Book by Allan Gotthelf

On Ayn Rand is a book about the life and thought of the 20th-century philosopher Ayn Rand by scholar Allan Gotthelf. It was published in early 2000 by Wadsworth Publishing (now part of Cengage Learning) in its Wadsworth Philosophers series.

== Reception ==
Objectivist scholar Tara Smith reviewed the work for the Review of Metaphysics and described it as "an admirably essentialized review" that "joins scholarly rigor with firsthand knowledge of Rand’s thought to provide a systematic introduction to Rand’s philosophy." Smith does find some of Gotthelf's explanations to be "slightly too abbreviated for the targeted audience" and finds his brief treatment of some topics to be "somewhat frustrating."

In a review in Teaching Philosophy, Irfan Khawaja says, "Gotthelf’s illuminating account of Rand’s epistemology offers an intriguing point of entry... as well as an object lesson on the relationship between epistemology and ethics... On Ayn Rand is a remarkable success... I can’t think of a piece of writing that better conveys both the systematicity and the grandeur of Rand’s thought than the last four pages of Gotthelf’s book." Rand enthusiast and accountancy scholar Edward W. Younkins also praised the work, calling it a "fine" but shorter version of Objectivist philosopher Leonard Peikoff's book about Rand's philosophy.

In a review, Rand scholar Chris Matthew Sciabarra welcomes the addition of another book to the literature about Rand, but criticizes Gotthelf for not addressing most other secondary works about Rand, in particular accusing him of "refusal to mention any non-orthodox works." Sciabarra says the book suffers from an "orthodox interpretation" of Rand's life and ideas, and also gives insufficient attention to her politics and aesthetics.

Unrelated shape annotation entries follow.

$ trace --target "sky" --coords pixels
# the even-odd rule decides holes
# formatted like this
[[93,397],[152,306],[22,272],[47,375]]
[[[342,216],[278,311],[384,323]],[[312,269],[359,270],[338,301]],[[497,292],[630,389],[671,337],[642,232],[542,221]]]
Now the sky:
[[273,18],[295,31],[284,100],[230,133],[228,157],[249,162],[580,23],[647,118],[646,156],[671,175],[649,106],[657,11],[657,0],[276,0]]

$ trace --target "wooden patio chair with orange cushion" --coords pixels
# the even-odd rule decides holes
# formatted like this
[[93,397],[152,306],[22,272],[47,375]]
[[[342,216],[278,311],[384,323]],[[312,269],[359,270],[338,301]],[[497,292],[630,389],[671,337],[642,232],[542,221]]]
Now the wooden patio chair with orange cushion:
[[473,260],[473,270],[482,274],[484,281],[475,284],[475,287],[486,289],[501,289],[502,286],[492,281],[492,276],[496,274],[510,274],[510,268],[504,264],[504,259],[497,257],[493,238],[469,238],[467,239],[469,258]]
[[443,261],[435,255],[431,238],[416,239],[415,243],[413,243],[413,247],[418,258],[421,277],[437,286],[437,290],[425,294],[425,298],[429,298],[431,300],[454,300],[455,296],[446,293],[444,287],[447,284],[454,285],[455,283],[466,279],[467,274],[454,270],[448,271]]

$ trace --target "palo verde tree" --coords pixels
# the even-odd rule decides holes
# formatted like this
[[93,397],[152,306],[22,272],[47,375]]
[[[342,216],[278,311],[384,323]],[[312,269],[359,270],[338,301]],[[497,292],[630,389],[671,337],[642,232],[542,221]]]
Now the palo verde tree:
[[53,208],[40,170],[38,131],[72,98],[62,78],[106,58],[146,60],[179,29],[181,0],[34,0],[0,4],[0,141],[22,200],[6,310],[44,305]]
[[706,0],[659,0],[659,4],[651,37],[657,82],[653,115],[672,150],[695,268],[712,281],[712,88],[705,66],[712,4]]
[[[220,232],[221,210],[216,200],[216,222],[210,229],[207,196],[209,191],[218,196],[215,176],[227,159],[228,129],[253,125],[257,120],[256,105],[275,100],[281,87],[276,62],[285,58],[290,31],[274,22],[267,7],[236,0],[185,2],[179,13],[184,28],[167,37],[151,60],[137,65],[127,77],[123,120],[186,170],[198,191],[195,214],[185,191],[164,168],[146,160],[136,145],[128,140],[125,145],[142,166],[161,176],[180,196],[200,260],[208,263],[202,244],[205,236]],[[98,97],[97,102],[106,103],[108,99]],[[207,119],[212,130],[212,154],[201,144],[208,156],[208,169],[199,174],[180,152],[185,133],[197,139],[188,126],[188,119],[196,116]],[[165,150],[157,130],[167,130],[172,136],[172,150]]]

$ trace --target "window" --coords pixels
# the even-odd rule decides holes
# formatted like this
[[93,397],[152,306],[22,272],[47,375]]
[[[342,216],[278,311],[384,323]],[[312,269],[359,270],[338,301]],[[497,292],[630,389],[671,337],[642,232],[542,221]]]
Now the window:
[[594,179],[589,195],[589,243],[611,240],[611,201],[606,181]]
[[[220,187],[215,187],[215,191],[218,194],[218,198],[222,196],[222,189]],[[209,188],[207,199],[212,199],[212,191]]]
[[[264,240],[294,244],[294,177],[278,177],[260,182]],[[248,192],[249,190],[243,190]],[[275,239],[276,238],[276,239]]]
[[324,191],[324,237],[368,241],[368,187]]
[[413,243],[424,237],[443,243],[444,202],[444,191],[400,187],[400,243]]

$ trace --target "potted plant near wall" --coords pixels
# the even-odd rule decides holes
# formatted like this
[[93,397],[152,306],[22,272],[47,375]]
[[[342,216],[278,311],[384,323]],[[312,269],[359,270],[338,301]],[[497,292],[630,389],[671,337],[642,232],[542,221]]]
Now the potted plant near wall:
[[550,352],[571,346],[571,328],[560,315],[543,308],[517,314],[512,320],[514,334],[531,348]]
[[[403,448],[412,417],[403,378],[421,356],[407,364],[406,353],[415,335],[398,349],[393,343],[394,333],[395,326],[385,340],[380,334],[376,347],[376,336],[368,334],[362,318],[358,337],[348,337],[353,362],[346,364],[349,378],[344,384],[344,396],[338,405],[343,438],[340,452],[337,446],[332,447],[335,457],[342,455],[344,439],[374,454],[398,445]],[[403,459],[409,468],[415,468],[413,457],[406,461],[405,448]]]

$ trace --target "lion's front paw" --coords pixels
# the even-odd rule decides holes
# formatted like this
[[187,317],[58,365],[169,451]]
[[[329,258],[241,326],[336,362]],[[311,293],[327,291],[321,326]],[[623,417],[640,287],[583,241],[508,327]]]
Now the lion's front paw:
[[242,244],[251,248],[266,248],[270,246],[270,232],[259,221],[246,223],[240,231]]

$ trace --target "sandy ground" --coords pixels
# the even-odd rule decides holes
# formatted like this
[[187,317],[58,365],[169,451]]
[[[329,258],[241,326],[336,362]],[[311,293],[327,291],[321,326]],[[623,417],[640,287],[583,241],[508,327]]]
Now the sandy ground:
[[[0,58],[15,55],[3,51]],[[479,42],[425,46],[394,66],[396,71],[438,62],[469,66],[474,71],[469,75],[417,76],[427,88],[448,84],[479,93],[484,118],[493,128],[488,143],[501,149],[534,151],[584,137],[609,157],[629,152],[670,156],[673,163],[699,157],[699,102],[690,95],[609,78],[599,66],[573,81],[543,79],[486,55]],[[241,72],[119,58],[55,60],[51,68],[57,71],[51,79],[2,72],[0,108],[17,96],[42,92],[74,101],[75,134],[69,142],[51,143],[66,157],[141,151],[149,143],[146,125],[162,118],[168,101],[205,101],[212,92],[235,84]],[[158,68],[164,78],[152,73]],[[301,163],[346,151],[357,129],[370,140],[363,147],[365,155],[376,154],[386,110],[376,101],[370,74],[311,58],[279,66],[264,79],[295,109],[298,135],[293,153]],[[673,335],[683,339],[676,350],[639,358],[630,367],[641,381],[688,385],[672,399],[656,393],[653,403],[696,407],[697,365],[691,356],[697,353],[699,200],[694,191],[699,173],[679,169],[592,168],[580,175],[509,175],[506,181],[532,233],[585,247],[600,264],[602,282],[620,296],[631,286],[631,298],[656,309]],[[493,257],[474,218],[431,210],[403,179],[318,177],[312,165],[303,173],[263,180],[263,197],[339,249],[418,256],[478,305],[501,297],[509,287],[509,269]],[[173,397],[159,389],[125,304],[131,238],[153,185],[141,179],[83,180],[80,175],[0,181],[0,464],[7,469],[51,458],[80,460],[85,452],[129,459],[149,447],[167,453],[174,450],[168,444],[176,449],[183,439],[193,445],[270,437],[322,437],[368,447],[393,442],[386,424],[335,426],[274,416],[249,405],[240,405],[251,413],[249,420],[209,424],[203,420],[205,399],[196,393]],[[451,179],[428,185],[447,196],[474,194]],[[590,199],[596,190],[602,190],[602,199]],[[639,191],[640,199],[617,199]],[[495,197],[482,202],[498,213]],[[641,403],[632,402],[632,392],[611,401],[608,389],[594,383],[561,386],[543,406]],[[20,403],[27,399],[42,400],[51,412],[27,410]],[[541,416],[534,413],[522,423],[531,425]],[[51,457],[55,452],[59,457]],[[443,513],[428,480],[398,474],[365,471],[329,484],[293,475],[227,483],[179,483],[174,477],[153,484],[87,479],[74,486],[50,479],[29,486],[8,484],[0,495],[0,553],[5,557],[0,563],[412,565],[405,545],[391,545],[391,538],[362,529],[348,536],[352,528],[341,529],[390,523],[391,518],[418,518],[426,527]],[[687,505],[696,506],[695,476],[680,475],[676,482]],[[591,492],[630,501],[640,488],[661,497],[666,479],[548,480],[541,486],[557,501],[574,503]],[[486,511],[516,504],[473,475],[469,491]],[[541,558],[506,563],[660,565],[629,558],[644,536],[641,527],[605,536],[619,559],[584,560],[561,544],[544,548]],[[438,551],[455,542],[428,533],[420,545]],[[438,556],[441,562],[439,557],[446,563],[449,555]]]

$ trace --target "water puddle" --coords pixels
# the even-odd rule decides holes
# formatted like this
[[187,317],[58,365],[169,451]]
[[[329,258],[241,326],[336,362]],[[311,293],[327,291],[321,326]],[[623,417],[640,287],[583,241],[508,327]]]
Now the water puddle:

In a paper on the critical neglect of Rand's aesthetic philosophy, Michelle Marder Kamhi and Louis Torres criticized Gotthelf for spending a mere half a page of the book discussing the topic. Kamhi and Torres also criticised Gotthelf's statement that one's sense of life is directly dependent on philosophy (in contrast to Rand), and his uncritical acceptance of Rand's definition of romantic art in terms of the acceptance of man's free will.